Rube Waddell was a strike-out pitcher before the age of strike out pitchers. In 1902, he struck out 302 batters (the Athletics finished 83-53 that year—notice that they played only 136 games, not the 162 games that contemporary baseball teams play). His total that year was 115 more than his closest competitor. The next year he struck out 349, 110 more than the runner up. The next time a major-league pitcher would strike out over 300 batters in consecutive seasons would be 1965-66, when Sandy Koufax pulled it off. And if you’re a baseball follower, you’ll find this interesting: in the era when Waddell pitched, most batters slapped at the ball, just trying to get on base. In 1919, Babe Ruth led the American League with 29 homers. In the 18 years before that, the biggest total for any home run leader was 16 (Socks Seybold, Philadelphia Athletics, 1902). From 1911 through 1914, the Athletics’ star Frank Baker (nicknamed Home Run Baker) led the American League with 11, 10, 12, and 9. It’s much harder to strike out slap hitters than it is to strike out guys who are swinging for the fences.
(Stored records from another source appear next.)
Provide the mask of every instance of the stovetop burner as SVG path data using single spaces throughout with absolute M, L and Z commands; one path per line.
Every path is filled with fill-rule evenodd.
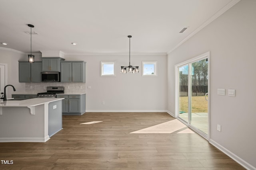
M 55 98 L 56 94 L 64 93 L 64 87 L 47 87 L 47 92 L 38 93 L 37 94 L 38 98 Z

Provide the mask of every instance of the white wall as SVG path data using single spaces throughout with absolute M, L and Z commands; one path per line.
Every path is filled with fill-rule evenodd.
M 7 84 L 13 85 L 18 92 L 25 91 L 25 83 L 19 82 L 19 61 L 24 61 L 25 53 L 6 48 L 0 48 L 0 63 L 7 64 Z M 13 90 L 6 88 L 7 98 L 10 98 Z
M 256 1 L 241 1 L 168 57 L 168 109 L 174 113 L 174 65 L 210 51 L 209 141 L 252 169 L 256 167 Z M 235 89 L 236 96 L 217 95 L 218 88 Z
M 164 111 L 167 109 L 167 55 L 131 55 L 131 64 L 140 72 L 120 72 L 129 65 L 128 55 L 65 55 L 67 61 L 84 61 L 86 64 L 87 111 Z M 101 61 L 116 61 L 116 76 L 100 76 Z M 142 61 L 158 62 L 158 76 L 142 76 Z M 102 104 L 102 102 L 105 104 Z

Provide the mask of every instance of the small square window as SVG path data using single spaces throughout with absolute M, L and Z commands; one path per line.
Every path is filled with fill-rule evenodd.
M 101 61 L 100 76 L 116 76 L 116 62 Z
M 157 76 L 156 61 L 142 61 L 142 76 Z

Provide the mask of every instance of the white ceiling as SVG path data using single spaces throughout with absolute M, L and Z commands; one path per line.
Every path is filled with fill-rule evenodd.
M 166 53 L 238 1 L 0 0 L 0 47 L 30 52 L 31 24 L 32 52 L 127 53 L 131 35 L 131 52 Z

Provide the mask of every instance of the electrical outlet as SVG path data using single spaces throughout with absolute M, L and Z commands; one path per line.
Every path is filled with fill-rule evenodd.
M 217 130 L 219 131 L 221 131 L 221 126 L 220 125 L 219 125 L 218 124 L 217 125 Z

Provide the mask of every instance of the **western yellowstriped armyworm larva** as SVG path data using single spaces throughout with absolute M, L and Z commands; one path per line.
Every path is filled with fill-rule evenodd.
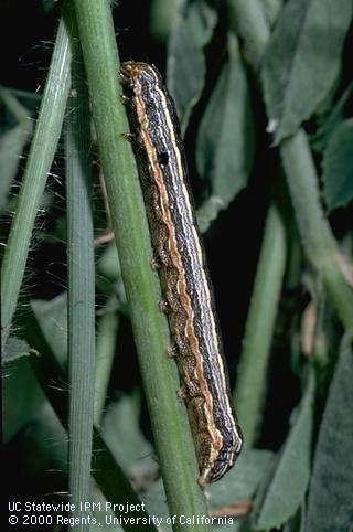
M 174 104 L 154 66 L 122 64 L 129 121 L 200 466 L 201 486 L 234 465 L 243 436 L 190 192 Z

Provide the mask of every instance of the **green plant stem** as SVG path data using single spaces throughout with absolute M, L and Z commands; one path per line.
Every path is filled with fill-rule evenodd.
M 267 366 L 286 256 L 285 223 L 277 206 L 272 204 L 266 220 L 235 386 L 236 411 L 247 447 L 256 441 L 261 422 Z
M 169 332 L 159 310 L 160 287 L 152 272 L 150 237 L 118 84 L 119 61 L 106 0 L 75 0 L 81 42 L 111 225 L 121 263 L 131 323 L 151 424 L 171 514 L 207 513 L 184 406 L 176 398 L 174 361 L 167 357 Z M 188 526 L 175 525 L 175 530 Z M 205 530 L 191 525 L 189 530 Z
M 68 490 L 73 531 L 88 531 L 95 401 L 95 254 L 92 212 L 88 91 L 76 25 L 72 29 L 72 84 L 65 130 L 68 258 Z M 78 519 L 76 519 L 78 518 Z M 77 522 L 76 522 L 77 521 Z
M 1 135 L 0 143 L 0 212 L 8 203 L 11 184 L 19 168 L 20 156 L 32 135 L 32 120 L 29 111 L 11 94 L 10 91 L 0 86 L 0 102 L 3 102 L 8 110 L 13 115 L 17 125 Z
M 31 313 L 30 319 L 33 331 L 35 331 L 34 345 L 41 352 L 40 357 L 38 353 L 31 353 L 31 365 L 46 398 L 54 408 L 63 427 L 67 430 L 67 392 L 60 386 L 53 385 L 53 383 L 66 382 L 66 373 L 61 369 L 57 360 L 51 352 L 33 313 Z M 124 475 L 97 427 L 94 427 L 93 432 L 92 466 L 92 475 L 99 489 L 105 498 L 115 504 L 114 513 L 119 519 L 127 519 L 124 524 L 125 530 L 131 530 L 132 532 L 156 532 L 157 529 L 148 521 L 149 514 L 141 509 L 140 499 L 135 493 L 129 480 Z M 129 521 L 130 517 L 136 517 L 136 511 L 125 512 L 127 504 L 129 504 L 129 508 L 136 508 L 136 504 L 139 504 L 138 508 L 141 510 L 138 514 L 145 518 L 149 524 L 132 523 L 132 521 Z
M 229 0 L 228 6 L 231 15 L 238 21 L 245 42 L 263 42 L 263 47 L 257 46 L 252 58 L 256 70 L 269 33 L 266 40 L 260 19 L 255 17 L 255 11 L 250 15 L 247 2 Z M 253 6 L 253 2 L 248 6 Z M 284 140 L 279 150 L 306 256 L 322 276 L 343 326 L 352 329 L 353 294 L 338 264 L 338 247 L 320 203 L 318 175 L 304 131 L 300 129 Z
M 61 19 L 31 150 L 1 268 L 3 344 L 10 333 L 34 220 L 60 138 L 69 89 L 69 17 Z

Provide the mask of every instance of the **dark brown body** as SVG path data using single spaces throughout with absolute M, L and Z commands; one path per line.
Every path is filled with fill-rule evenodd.
M 229 401 L 184 149 L 173 103 L 158 71 L 128 62 L 121 75 L 130 125 L 137 132 L 135 151 L 195 441 L 199 482 L 206 485 L 233 466 L 243 437 Z

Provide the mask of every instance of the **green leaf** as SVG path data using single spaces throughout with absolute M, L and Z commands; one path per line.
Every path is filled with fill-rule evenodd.
M 32 121 L 29 117 L 30 111 L 13 97 L 10 91 L 0 87 L 0 102 L 17 121 L 15 126 L 1 132 L 0 137 L 0 209 L 2 210 L 18 172 L 20 156 L 31 137 Z
M 194 2 L 170 36 L 167 85 L 175 102 L 183 132 L 204 87 L 206 64 L 203 49 L 212 38 L 216 20 L 213 9 L 203 2 Z
M 233 469 L 222 480 L 207 487 L 210 510 L 250 499 L 271 458 L 272 453 L 265 449 L 249 449 L 242 453 Z
M 306 531 L 342 532 L 353 523 L 353 352 L 343 338 L 328 395 L 310 481 Z
M 237 40 L 228 36 L 224 66 L 200 125 L 196 163 L 224 209 L 247 184 L 254 159 L 254 124 Z
M 237 501 L 244 501 L 253 497 L 258 483 L 263 479 L 268 465 L 272 458 L 272 453 L 265 449 L 250 449 L 242 453 L 235 466 L 223 477 L 222 480 L 206 488 L 206 497 L 210 511 L 220 510 Z M 165 504 L 165 492 L 162 481 L 154 482 L 151 488 L 143 494 L 143 501 L 151 515 L 167 519 L 168 508 Z M 163 522 L 164 530 L 165 521 Z M 212 530 L 222 532 L 236 532 L 240 529 L 243 521 L 233 518 L 229 525 L 220 525 L 213 523 Z M 165 530 L 172 530 L 167 526 Z
M 205 233 L 212 222 L 216 220 L 220 211 L 225 209 L 222 198 L 210 195 L 203 204 L 197 209 L 197 225 L 201 233 Z
M 38 413 L 44 395 L 29 362 L 30 347 L 10 337 L 2 358 L 3 440 L 9 441 Z
M 284 0 L 263 0 L 263 9 L 266 20 L 270 28 L 272 28 L 278 19 L 280 10 L 282 9 Z
M 126 395 L 108 406 L 101 430 L 116 460 L 126 472 L 135 477 L 143 471 L 154 471 L 152 446 L 142 435 L 139 426 L 140 397 Z
M 3 350 L 1 364 L 30 355 L 30 345 L 21 338 L 10 337 Z
M 334 84 L 352 17 L 351 0 L 289 0 L 261 72 L 275 141 L 293 135 Z
M 299 412 L 296 412 L 296 419 L 279 456 L 275 474 L 259 503 L 255 530 L 279 528 L 303 502 L 310 478 L 313 396 L 314 374 L 311 372 L 306 394 Z
M 329 211 L 353 198 L 353 119 L 340 124 L 323 157 L 323 194 Z
M 50 301 L 32 300 L 31 307 L 47 344 L 62 368 L 65 366 L 67 360 L 67 294 L 63 292 Z
M 335 131 L 335 128 L 344 121 L 344 107 L 352 97 L 352 94 L 353 83 L 346 87 L 339 102 L 333 107 L 330 106 L 329 113 L 325 115 L 324 119 L 321 119 L 322 125 L 319 127 L 318 131 L 310 137 L 310 143 L 315 151 L 324 151 L 331 135 Z

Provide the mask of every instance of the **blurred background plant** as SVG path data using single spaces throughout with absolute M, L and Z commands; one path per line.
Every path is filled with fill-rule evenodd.
M 1 9 L 19 35 L 0 93 L 9 500 L 206 509 L 120 137 L 115 31 L 120 60 L 154 63 L 175 100 L 245 433 L 208 509 L 237 518 L 222 530 L 350 530 L 352 2 L 120 2 L 114 25 L 105 0 Z

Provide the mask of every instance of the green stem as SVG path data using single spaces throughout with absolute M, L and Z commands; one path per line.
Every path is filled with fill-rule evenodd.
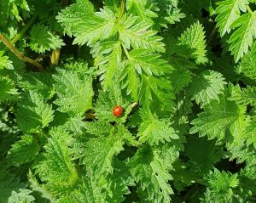
M 124 11 L 125 8 L 125 0 L 121 0 L 121 6 L 120 6 L 120 13 L 119 13 L 119 19 L 123 17 Z
M 253 12 L 252 11 L 252 9 L 249 7 L 249 5 L 247 5 L 247 9 L 248 13 L 250 13 L 251 14 L 253 14 Z
M 24 34 L 26 32 L 26 31 L 31 27 L 31 25 L 34 23 L 34 21 L 36 20 L 37 16 L 33 16 L 28 22 L 27 24 L 22 28 L 22 30 L 17 33 L 15 37 L 15 38 L 12 39 L 12 41 L 10 42 L 11 44 L 15 44 L 15 42 L 17 42 L 23 36 Z
M 127 57 L 127 59 L 130 59 L 130 55 L 129 55 L 129 53 L 128 53 L 128 50 L 126 49 L 126 48 L 125 47 L 125 45 L 122 43 L 122 47 L 123 47 L 123 49 L 125 51 L 125 54 Z
M 4 45 L 9 48 L 9 49 L 11 50 L 20 59 L 36 66 L 40 71 L 44 70 L 42 65 L 26 56 L 24 56 L 13 44 L 11 44 L 11 42 L 8 39 L 6 39 L 1 34 L 0 41 L 2 41 Z
M 208 41 L 207 42 L 207 45 L 208 45 L 208 44 L 212 42 L 212 37 L 213 37 L 213 36 L 214 36 L 216 31 L 217 31 L 217 26 L 215 25 L 214 28 L 213 28 L 213 30 L 212 30 L 212 32 L 211 32 L 211 35 L 210 35 L 210 37 L 209 37 Z

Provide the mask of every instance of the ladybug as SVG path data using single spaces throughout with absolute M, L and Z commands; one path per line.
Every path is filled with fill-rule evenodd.
M 116 117 L 120 117 L 123 114 L 123 108 L 119 105 L 115 106 L 112 110 L 113 115 Z

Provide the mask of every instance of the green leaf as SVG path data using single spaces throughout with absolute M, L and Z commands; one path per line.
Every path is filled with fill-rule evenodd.
M 14 82 L 7 77 L 0 78 L 0 101 L 7 102 L 16 100 L 19 93 Z
M 207 180 L 214 201 L 232 202 L 235 192 L 233 189 L 239 185 L 237 173 L 219 172 L 214 168 L 214 171 L 209 174 Z
M 256 80 L 256 42 L 254 42 L 252 50 L 241 58 L 239 64 L 239 70 L 245 76 Z
M 139 92 L 139 101 L 145 107 L 151 107 L 155 112 L 172 111 L 174 99 L 173 90 L 170 82 L 163 77 L 143 76 Z
M 247 53 L 253 45 L 253 38 L 256 37 L 256 11 L 241 15 L 232 23 L 230 28 L 237 28 L 229 40 L 230 51 L 237 62 Z
M 42 54 L 51 49 L 61 48 L 65 45 L 60 37 L 55 35 L 44 25 L 33 25 L 30 31 L 30 48 Z
M 125 5 L 127 10 L 133 15 L 137 15 L 141 20 L 153 24 L 151 18 L 156 18 L 157 14 L 150 8 L 153 7 L 153 3 L 145 0 L 127 0 Z
M 37 139 L 32 135 L 23 135 L 21 139 L 15 142 L 9 150 L 7 159 L 14 166 L 33 161 L 39 153 L 40 147 Z
M 167 120 L 160 120 L 148 114 L 143 117 L 144 121 L 141 123 L 137 134 L 139 142 L 158 145 L 160 142 L 171 142 L 172 139 L 179 138 L 175 130 L 170 127 L 171 123 Z
M 104 194 L 102 193 L 102 185 L 98 184 L 91 173 L 83 176 L 79 190 L 72 195 L 73 196 L 73 200 L 77 200 L 75 202 L 102 203 L 105 201 Z
M 206 56 L 206 39 L 205 31 L 202 25 L 197 21 L 181 35 L 178 38 L 180 45 L 189 48 L 193 59 L 196 64 L 205 64 L 208 61 Z
M 247 86 L 241 90 L 239 87 L 237 88 L 238 90 L 232 94 L 230 100 L 236 101 L 241 105 L 251 104 L 256 106 L 256 87 Z
M 35 132 L 52 121 L 53 113 L 51 105 L 44 101 L 42 95 L 29 91 L 18 103 L 16 121 L 22 131 Z
M 113 160 L 124 150 L 123 144 L 116 137 L 90 138 L 85 145 L 83 163 L 93 172 L 94 176 L 113 173 Z
M 248 125 L 247 126 L 244 137 L 246 138 L 247 145 L 249 147 L 251 144 L 253 145 L 254 149 L 256 149 L 256 117 L 253 116 L 250 120 Z
M 19 82 L 19 85 L 24 89 L 35 91 L 44 98 L 49 99 L 55 93 L 52 83 L 50 74 L 30 72 L 24 75 L 24 79 Z
M 128 60 L 139 74 L 143 71 L 148 76 L 153 74 L 158 76 L 172 70 L 172 66 L 167 61 L 160 59 L 160 54 L 151 54 L 144 48 L 131 51 Z
M 7 171 L 3 167 L 3 164 L 0 166 L 0 202 L 9 202 L 9 198 L 11 197 L 12 192 L 19 193 L 20 189 L 26 189 L 26 185 L 23 183 L 20 183 L 18 178 L 15 178 L 13 175 L 10 175 Z
M 138 17 L 125 15 L 119 28 L 119 39 L 125 48 L 145 48 L 149 51 L 165 52 L 162 37 L 156 36 L 157 31 L 150 30 L 151 24 L 143 20 L 138 21 Z
M 77 6 L 67 7 L 56 17 L 64 31 L 75 37 L 73 44 L 91 45 L 117 32 L 116 17 L 108 7 L 95 14 L 90 8 L 79 8 L 79 12 L 76 8 Z
M 77 171 L 68 152 L 68 134 L 61 128 L 54 128 L 44 146 L 44 159 L 37 166 L 41 180 L 47 181 L 48 188 L 65 193 L 78 180 Z M 59 188 L 58 188 L 59 187 Z M 60 188 L 61 187 L 61 188 Z M 63 187 L 63 188 L 62 188 Z
M 30 189 L 20 189 L 19 192 L 12 191 L 11 196 L 8 199 L 8 203 L 29 203 L 36 200 L 31 195 Z
M 245 127 L 246 107 L 238 106 L 228 99 L 232 91 L 230 86 L 224 94 L 219 96 L 219 101 L 212 100 L 205 105 L 204 111 L 192 121 L 194 127 L 189 133 L 199 133 L 200 136 L 207 135 L 209 139 L 217 138 L 218 141 L 232 140 L 231 138 L 236 136 L 241 138 Z
M 240 10 L 246 12 L 246 5 L 248 3 L 247 0 L 225 0 L 217 3 L 216 21 L 221 37 L 230 32 L 231 25 L 240 17 Z
M 138 100 L 138 91 L 141 81 L 139 76 L 132 64 L 128 64 L 123 69 L 123 88 L 126 87 L 126 94 L 131 95 L 135 101 Z
M 131 193 L 128 186 L 133 183 L 129 168 L 125 163 L 116 161 L 113 175 L 108 175 L 107 180 L 106 203 L 123 202 L 126 199 L 124 195 Z
M 140 148 L 128 166 L 132 177 L 140 185 L 143 200 L 148 202 L 170 202 L 169 195 L 173 191 L 168 181 L 172 176 L 166 170 L 164 160 L 154 154 L 149 147 Z
M 106 91 L 111 83 L 121 62 L 122 49 L 119 42 L 113 44 L 112 53 L 104 59 L 108 60 L 105 68 L 105 73 L 101 79 L 103 79 L 103 89 Z
M 56 20 L 64 27 L 64 31 L 72 36 L 79 29 L 80 25 L 84 24 L 87 15 L 93 13 L 94 7 L 89 0 L 79 0 L 76 3 L 62 9 L 56 16 Z
M 52 196 L 52 195 L 48 191 L 44 185 L 42 185 L 38 183 L 35 176 L 32 173 L 31 171 L 28 172 L 28 182 L 30 184 L 30 188 L 40 194 L 40 196 L 44 199 L 47 199 L 50 203 L 54 203 L 56 200 Z
M 215 145 L 214 140 L 190 135 L 185 145 L 185 155 L 192 166 L 201 172 L 207 172 L 221 159 L 223 151 Z
M 72 70 L 57 70 L 53 76 L 55 83 L 54 87 L 58 99 L 55 104 L 58 110 L 71 115 L 82 116 L 92 107 L 92 79 L 90 76 L 80 77 L 78 73 Z
M 189 86 L 189 95 L 195 99 L 196 104 L 205 105 L 212 100 L 218 100 L 218 95 L 223 93 L 224 85 L 223 76 L 213 70 L 205 70 L 195 76 Z
M 13 62 L 9 60 L 8 56 L 3 55 L 4 52 L 0 51 L 0 70 L 6 68 L 6 69 L 14 69 Z

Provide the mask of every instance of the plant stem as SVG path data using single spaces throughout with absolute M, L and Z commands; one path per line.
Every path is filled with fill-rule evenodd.
M 210 35 L 210 37 L 209 37 L 209 39 L 208 39 L 207 42 L 207 45 L 208 45 L 208 44 L 211 42 L 211 41 L 212 40 L 212 37 L 213 37 L 213 36 L 214 36 L 216 31 L 217 31 L 217 26 L 215 25 L 214 28 L 213 28 L 213 30 L 212 30 L 212 32 L 211 32 L 211 35 Z
M 252 9 L 249 7 L 249 5 L 247 5 L 247 9 L 248 13 L 250 13 L 251 14 L 253 14 L 253 12 L 252 11 Z
M 124 49 L 124 51 L 125 51 L 125 55 L 126 55 L 127 59 L 130 59 L 129 53 L 128 53 L 126 48 L 125 47 L 125 45 L 124 45 L 123 43 L 122 43 L 122 47 L 123 47 L 123 49 Z
M 125 7 L 125 0 L 121 0 L 121 6 L 120 6 L 119 19 L 121 19 L 121 18 L 122 18 L 122 16 L 123 16 L 123 14 L 124 14 Z
M 50 65 L 57 65 L 59 64 L 61 49 L 56 48 L 52 50 L 50 55 Z
M 15 42 L 17 42 L 17 41 L 19 41 L 22 36 L 24 36 L 24 34 L 26 32 L 26 31 L 31 27 L 31 25 L 34 23 L 34 21 L 36 20 L 37 16 L 33 16 L 27 23 L 26 25 L 22 28 L 22 30 L 17 33 L 15 37 L 15 38 L 12 39 L 12 41 L 10 42 L 11 44 L 15 44 Z
M 2 34 L 0 34 L 0 41 L 2 41 L 4 45 L 9 48 L 9 50 L 11 50 L 20 59 L 27 62 L 34 66 L 36 66 L 40 71 L 43 71 L 43 66 L 38 63 L 37 61 L 24 56 L 14 45 L 11 44 L 11 42 L 6 39 Z

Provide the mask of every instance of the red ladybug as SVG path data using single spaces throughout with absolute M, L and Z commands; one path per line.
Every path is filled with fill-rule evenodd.
M 120 117 L 123 114 L 123 108 L 119 105 L 115 106 L 112 110 L 113 115 L 116 117 Z

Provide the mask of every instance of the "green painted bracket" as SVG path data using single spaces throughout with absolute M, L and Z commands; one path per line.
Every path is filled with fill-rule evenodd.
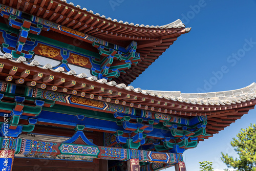
M 120 73 L 118 71 L 114 71 L 106 75 L 106 77 L 118 77 L 120 75 Z
M 130 138 L 126 139 L 126 143 L 122 145 L 122 147 L 124 148 L 138 149 L 140 146 L 140 142 L 134 143 L 133 142 L 133 139 Z
M 170 133 L 174 137 L 181 137 L 184 135 L 186 136 L 189 134 L 194 134 L 195 133 L 186 130 L 178 130 L 176 129 L 170 129 Z
M 123 118 L 122 118 L 122 119 L 120 119 L 121 121 L 129 121 L 129 120 L 131 120 L 131 116 L 123 116 Z

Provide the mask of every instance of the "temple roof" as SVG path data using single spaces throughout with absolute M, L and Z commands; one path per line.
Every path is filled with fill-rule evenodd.
M 133 65 L 126 73 L 113 79 L 118 83 L 129 84 L 169 48 L 181 34 L 191 29 L 180 20 L 163 26 L 134 24 L 106 18 L 97 13 L 82 9 L 66 1 L 36 0 L 33 2 L 6 0 L 2 3 L 26 13 L 76 31 L 88 34 L 108 42 L 127 47 L 132 41 L 137 42 L 136 52 L 141 61 Z M 22 8 L 23 7 L 23 8 Z M 51 30 L 56 31 L 54 29 Z
M 66 72 L 61 67 L 53 70 L 49 64 L 41 67 L 35 60 L 29 63 L 24 57 L 14 60 L 10 54 L 6 53 L 1 56 L 0 62 L 1 78 L 9 82 L 16 82 L 19 78 L 23 78 L 24 83 L 29 86 L 33 86 L 31 81 L 34 81 L 36 82 L 36 86 L 40 87 L 39 85 L 44 83 L 47 90 L 52 90 L 52 87 L 55 87 L 58 91 L 61 92 L 61 90 L 67 88 L 67 91 L 63 93 L 89 99 L 91 98 L 90 95 L 93 94 L 95 99 L 102 101 L 143 109 L 158 115 L 159 114 L 171 117 L 182 115 L 188 118 L 207 116 L 206 133 L 211 135 L 218 133 L 244 114 L 247 114 L 249 110 L 254 109 L 256 104 L 255 83 L 232 91 L 186 94 L 134 88 L 124 83 L 108 81 L 104 78 L 88 77 L 84 73 L 77 75 L 73 70 Z M 14 67 L 17 68 L 16 71 L 13 70 Z M 26 70 L 30 70 L 30 74 L 24 77 L 24 73 Z M 42 74 L 39 78 L 38 73 Z M 12 79 L 8 79 L 10 75 Z M 52 80 L 49 80 L 51 75 L 54 77 Z M 65 79 L 64 82 L 60 82 L 60 78 Z M 75 84 L 69 83 L 73 81 Z M 86 87 L 82 86 L 83 83 L 86 84 Z M 68 87 L 65 87 L 66 84 Z M 74 91 L 76 93 L 73 93 Z M 82 96 L 82 93 L 84 93 L 85 95 Z M 61 102 L 56 103 L 62 104 Z M 82 107 L 77 105 L 76 108 Z

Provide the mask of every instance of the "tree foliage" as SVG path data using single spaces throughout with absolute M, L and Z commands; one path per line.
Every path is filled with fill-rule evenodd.
M 246 129 L 242 129 L 233 138 L 231 145 L 239 155 L 239 159 L 233 159 L 227 154 L 221 153 L 221 160 L 228 167 L 238 168 L 239 171 L 256 170 L 256 125 L 251 124 Z
M 212 167 L 212 162 L 209 161 L 203 161 L 199 162 L 200 165 L 200 168 L 201 169 L 200 171 L 213 171 L 214 168 Z

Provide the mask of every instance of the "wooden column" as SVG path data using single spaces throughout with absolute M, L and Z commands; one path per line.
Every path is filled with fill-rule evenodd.
M 132 159 L 127 161 L 127 171 L 140 171 L 140 161 L 138 159 Z
M 175 171 L 186 171 L 184 162 L 179 162 L 175 164 Z

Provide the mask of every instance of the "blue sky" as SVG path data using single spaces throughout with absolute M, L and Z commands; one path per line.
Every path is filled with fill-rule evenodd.
M 256 82 L 256 1 L 72 2 L 118 21 L 161 26 L 180 18 L 192 28 L 131 83 L 135 88 L 198 93 L 237 89 Z M 220 160 L 221 152 L 234 155 L 230 146 L 232 138 L 255 120 L 254 110 L 196 148 L 186 151 L 183 157 L 187 170 L 198 171 L 198 162 L 203 161 L 213 162 L 215 170 L 227 168 Z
So why did Connie Mack sell this outstanding athlete? Well, apparently Waddell wasn’t good at following the team rules. He may have had a personality disorder or a learning disability; he was most certainly an alcoholic; he lived life on his own terms no matter what the cost. In 1902, Mack let Waddell try out for the Athletics’ football team, but when Waddell broke the quarterback’s leg in practice, the Athletics’ owners realized that football could be risky, so they wouldn’t let their star pitcher play. He moved home to spend the off-season in his home in western Pennsylvania, where he played semi-pro football. In addition, he played keeper for a team in the St. Louis soccer league. In addition, he toured the country in a play called The Stain of Guilt, a melodrama, in which he played himself.
He was not only an incredible athlete but also a real showman. Many people, particularly after his death in 1914 at the age of 37, credited with Waddell with saving the American League when the league was facing bankruptcy. He was the Michael Jordan of his day—people in cities he visited filled the ballpark just to see him pitch. He may have been baseball’s first superstar celebrity. But sadly, he ruined his own life through drink and dangerous behaviors. He is described as a man with the maturity of a child.
Waddell was elected to the Baseball Hall of Fame in 1946 by the Veterans Committee. He finished has major league career with a 193-143 record, over 2300 strike outs in 13 seasons, 261 complete games, and a 2.16 lifetime ERA.
But whether he was a comic or tragic hero,, he had the temerity to live life the way he wanted to.
The image is of the Rube Waddell baseball card, issued in 1909 by the American Tobacco Company.